RICHARD LOPEZ Engages
Rimbaud by Graham Robb
(Norton, New York, 2000)
[Previously published in Really Bad Movies, Jan. 31, 2013]
rimbaud etc
i needed a book to read. i took the day off work to run some errands which required a significant amount of time sitting in waiting rooms. the book i chose to re-read was Rimbaud by Graham Robb [Norton; 2000]. upon sitting in said waiting rooms i opened the tome and began reading the life of rimbaud after he gave up writing poetry and started his life as a trader first in aden then later harar. recently life had become a bit more stress-laden what with the dayjob and some plumbing problems with our house that required no less than three visits by the plumber. i thought reading rimbaud's life as a trader will rev me up a little; charge my batteries.

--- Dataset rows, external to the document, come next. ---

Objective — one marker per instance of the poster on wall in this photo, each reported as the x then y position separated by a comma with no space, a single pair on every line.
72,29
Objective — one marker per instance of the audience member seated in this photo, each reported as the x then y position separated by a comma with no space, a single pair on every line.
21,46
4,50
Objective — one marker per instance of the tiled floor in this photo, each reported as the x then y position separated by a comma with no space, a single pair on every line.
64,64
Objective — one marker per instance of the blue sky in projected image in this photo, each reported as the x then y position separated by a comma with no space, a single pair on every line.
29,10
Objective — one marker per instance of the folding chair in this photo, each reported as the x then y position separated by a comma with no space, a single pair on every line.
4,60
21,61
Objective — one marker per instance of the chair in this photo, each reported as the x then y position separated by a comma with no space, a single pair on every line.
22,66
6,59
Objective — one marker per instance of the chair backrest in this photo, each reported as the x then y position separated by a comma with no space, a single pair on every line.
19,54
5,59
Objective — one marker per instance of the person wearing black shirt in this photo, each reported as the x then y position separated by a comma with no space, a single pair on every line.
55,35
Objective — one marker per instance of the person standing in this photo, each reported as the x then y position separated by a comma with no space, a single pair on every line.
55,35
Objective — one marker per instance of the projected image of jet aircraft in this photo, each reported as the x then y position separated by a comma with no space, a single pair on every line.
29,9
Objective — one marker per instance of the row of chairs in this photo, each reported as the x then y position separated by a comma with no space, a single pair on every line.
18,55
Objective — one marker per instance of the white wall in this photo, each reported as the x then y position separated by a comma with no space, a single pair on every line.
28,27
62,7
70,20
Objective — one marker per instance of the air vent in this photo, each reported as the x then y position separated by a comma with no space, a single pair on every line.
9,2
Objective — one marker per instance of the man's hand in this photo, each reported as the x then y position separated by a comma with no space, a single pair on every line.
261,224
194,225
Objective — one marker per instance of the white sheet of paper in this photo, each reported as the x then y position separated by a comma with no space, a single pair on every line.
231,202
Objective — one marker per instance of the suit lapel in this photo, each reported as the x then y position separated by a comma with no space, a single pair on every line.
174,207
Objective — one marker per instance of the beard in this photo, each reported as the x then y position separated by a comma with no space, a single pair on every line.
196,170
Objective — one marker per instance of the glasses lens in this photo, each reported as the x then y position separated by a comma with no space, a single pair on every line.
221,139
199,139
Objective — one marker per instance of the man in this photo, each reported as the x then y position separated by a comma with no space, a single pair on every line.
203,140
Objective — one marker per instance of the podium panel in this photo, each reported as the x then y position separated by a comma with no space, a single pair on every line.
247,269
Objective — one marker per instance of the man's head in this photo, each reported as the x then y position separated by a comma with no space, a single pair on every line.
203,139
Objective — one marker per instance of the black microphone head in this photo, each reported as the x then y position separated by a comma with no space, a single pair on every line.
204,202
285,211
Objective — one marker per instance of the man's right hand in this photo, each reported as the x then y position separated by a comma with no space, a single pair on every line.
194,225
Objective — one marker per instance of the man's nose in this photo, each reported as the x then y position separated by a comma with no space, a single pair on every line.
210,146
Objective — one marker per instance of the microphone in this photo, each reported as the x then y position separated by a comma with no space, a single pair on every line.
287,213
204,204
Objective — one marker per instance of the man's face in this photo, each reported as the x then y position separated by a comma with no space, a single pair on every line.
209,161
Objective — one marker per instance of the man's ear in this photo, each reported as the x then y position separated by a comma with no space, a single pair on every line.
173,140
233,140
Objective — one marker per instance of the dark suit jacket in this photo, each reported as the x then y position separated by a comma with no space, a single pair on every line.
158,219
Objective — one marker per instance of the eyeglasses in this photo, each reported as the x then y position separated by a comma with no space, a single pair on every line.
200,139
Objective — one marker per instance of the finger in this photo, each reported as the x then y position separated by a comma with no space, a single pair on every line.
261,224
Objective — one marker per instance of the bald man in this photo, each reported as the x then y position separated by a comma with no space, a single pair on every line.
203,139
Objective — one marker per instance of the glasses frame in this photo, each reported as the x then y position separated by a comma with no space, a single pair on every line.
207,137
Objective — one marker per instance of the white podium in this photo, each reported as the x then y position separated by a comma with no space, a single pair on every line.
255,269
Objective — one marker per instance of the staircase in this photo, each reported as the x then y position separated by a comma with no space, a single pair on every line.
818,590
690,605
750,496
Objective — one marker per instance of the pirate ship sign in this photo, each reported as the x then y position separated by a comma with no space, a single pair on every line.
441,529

it did just that: charge my batteries. for rimbaud's example in life and art is so electrifying that his boring lists and complaints in letters to his mother that often end his turgid accounts of misery with an 'etc' revivify. rimbaud is a single force that all of us have reckoned with in our writing lives. why he should be so compelling is a bit of a mystery. and yet there it is. the life of a young man of ferocious vision whose art became his life.
perhaps that is it. in rimbaud life and art merged. even the later photographs of rimbaud taken in harar are awe striking. for me at least. especially the one with rimbaud wearing the fez. if my troubles are of some annoyance the difficulties rimbaud endured in his life in africa inspire because rimbaud thrived upon his troubles and prospered, i think, financially and emotionally. the dude is an inspiration to all of us who embark on the wild life of living and writing.
very few of my early loves remain with me. dylan thomas, hart crane, berryman, lowell, all those masters of my early days do not stir my heart or meet my tastes today. but rimbaud is still there. i love still the illuminations and a season in hell. this is a conceit but i take a certain amount of silly pride in knowing that rimbaud went prematurely grey too. in that, if not talent, for who could be adequate to the task rimbaud set for himself and poetry, we have a little in common. furthermore the exercise in the beauty and futility of life is captured in that great noun, poet. thru rimbaud we learn that an obsession with poetry is an obsession with life. poetry becomes life. and that great noun, poet, is not to be shyed away from but to be embraced. by any one who takes up pen, keyboard and language. rimbaud excesses belied his lean 'etc'. his life as a trader is lesson, for me at least, in how to conduct ourselves in our working days. rimbaud taught me a life in poetry is simply a life.
*****
Richard Lopez writes, and lives, poetry.